Durante mais de um século, a esperança de vida nos países desenvolvidos tem aumentado consistentemente, impulsionada pelo declínio das doenças infecciosas e pelos avanços nos cuidados cardiovasculares. No entanto, a recente estagnação dos ganhos em alguns países ocidentais alimentou o debate sobre se a longevidade humana está a aproximar-se de um limite natural. Um novo estudo europeu, que analisa dados de 450 regiões de 13 países entre 1992 e 2019, sugere que a resposta é muito mais matizada. As conclusões, publicadas na Nature Communications, revelam que, embora o limite máximo não tenha sido alcançado em geral, o progresso é cada vez mais desigual, com o aparecimento de disparidades regionais acentuadas.
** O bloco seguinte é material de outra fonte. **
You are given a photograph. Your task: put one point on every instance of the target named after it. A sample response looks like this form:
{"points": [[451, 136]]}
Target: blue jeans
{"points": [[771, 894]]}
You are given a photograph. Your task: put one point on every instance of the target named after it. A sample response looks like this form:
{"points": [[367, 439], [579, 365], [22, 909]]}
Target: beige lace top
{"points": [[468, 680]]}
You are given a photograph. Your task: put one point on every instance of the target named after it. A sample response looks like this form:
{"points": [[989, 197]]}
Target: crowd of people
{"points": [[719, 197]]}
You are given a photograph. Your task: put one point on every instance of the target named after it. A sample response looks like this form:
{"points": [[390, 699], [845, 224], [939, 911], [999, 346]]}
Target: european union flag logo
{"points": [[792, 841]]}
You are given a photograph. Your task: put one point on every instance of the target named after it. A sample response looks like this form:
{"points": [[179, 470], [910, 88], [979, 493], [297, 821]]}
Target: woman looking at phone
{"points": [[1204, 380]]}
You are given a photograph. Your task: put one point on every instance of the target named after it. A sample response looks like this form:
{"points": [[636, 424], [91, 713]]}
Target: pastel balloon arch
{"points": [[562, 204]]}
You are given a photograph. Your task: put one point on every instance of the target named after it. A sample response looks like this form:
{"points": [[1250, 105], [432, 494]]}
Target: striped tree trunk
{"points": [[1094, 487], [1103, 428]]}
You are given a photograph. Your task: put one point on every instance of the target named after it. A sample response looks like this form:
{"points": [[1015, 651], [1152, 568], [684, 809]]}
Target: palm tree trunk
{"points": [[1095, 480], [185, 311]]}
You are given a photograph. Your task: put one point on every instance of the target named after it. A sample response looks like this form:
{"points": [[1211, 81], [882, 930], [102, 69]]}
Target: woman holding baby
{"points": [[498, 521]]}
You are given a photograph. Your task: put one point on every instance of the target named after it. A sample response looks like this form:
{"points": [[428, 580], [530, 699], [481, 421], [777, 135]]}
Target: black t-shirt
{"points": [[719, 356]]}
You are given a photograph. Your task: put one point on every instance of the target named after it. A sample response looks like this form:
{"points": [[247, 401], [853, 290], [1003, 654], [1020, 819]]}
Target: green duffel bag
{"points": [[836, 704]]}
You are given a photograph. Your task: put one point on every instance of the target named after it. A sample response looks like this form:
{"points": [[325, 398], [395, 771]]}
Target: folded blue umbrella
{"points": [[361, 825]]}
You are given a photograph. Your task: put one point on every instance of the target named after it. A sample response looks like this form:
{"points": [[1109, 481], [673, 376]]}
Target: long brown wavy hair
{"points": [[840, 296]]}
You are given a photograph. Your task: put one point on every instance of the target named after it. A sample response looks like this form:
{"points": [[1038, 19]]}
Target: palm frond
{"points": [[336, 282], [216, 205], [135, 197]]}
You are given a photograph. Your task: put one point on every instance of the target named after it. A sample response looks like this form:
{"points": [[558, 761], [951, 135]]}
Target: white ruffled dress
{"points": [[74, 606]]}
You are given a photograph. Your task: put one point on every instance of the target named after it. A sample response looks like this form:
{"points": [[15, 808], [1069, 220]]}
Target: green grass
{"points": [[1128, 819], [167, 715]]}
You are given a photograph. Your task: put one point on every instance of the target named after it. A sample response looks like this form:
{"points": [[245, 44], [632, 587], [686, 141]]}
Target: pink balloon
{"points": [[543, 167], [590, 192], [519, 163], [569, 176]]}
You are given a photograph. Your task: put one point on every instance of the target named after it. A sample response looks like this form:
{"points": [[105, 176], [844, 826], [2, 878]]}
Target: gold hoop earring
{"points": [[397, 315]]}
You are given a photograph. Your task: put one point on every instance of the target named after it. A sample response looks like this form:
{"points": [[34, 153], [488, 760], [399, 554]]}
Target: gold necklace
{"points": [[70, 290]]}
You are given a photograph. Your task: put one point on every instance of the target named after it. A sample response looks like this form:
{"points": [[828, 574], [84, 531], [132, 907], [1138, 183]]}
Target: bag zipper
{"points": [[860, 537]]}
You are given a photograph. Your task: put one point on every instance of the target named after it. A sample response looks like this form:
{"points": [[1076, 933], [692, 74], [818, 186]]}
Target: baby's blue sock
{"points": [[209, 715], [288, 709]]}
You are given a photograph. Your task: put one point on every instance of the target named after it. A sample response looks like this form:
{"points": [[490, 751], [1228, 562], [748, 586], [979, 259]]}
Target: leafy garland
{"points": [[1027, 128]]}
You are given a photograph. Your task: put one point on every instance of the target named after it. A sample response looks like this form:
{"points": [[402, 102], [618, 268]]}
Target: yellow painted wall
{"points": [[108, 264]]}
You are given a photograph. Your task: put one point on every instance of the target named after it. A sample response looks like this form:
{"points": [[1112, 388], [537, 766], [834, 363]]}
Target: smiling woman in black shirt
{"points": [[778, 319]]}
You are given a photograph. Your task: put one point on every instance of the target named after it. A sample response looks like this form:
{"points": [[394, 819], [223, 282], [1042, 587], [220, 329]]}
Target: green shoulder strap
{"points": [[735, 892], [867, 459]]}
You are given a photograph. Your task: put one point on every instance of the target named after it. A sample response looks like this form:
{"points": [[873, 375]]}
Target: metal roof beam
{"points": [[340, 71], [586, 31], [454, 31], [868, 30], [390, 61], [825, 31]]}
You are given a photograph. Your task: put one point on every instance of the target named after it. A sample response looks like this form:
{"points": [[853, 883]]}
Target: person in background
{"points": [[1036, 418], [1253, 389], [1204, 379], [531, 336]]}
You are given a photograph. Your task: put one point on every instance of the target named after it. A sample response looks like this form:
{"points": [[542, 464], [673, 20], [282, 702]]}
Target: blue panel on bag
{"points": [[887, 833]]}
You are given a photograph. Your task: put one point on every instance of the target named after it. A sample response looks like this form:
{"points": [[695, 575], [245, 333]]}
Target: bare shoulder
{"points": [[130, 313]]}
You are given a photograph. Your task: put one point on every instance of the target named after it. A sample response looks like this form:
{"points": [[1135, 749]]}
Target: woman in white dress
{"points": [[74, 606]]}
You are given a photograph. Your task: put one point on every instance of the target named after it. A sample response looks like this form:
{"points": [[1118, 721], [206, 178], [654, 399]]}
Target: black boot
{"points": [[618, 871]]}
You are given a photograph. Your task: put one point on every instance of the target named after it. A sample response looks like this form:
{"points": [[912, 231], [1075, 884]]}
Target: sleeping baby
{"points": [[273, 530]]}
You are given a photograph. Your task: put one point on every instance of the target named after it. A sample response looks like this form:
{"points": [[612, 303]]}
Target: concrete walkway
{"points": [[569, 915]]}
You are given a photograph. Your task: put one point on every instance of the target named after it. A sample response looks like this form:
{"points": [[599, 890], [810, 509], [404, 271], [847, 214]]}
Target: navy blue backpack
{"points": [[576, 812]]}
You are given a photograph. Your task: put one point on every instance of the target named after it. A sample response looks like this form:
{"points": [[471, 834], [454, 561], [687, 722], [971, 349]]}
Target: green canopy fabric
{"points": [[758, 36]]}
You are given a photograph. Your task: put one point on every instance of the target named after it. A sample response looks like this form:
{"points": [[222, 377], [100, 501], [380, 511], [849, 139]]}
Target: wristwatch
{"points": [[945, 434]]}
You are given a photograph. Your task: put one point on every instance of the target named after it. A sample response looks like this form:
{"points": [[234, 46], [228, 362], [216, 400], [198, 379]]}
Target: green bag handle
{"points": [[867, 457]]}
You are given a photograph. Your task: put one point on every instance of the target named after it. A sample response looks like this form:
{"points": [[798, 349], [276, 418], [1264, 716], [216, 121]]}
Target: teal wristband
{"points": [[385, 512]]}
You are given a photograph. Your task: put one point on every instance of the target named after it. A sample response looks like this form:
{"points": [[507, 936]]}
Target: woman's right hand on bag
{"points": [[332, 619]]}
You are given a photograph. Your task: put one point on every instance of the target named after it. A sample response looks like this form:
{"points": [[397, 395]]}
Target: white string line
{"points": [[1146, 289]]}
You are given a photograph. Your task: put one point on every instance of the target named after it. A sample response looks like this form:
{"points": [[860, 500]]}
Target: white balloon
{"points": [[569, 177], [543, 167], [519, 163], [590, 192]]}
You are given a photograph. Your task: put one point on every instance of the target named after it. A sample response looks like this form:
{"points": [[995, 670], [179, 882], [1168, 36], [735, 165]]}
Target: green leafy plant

Limite superior da longevidade: ainda não está à vista
O estudo desafia a noção de um teto biológico iminente na expectativa de vida humana. As regiões com uma esperança de vida consistentemente elevada — especialmente no Norte de Itália, na Suíça e em partes de Espanha — continuam a registar ganhos de cerca de 2,5 meses por ano para os homens e de 1,5 meses para as mulheres. Esta taxa é comparável ao progresso histórico, não indicando sinais de desaceleração nestas áreas. Em 2019, a esperança de vida nestas regiões atingiu 83 anos para os homens e 87 anos para as mulheres, demonstrando que ainda são possíveis ganhos adicionais.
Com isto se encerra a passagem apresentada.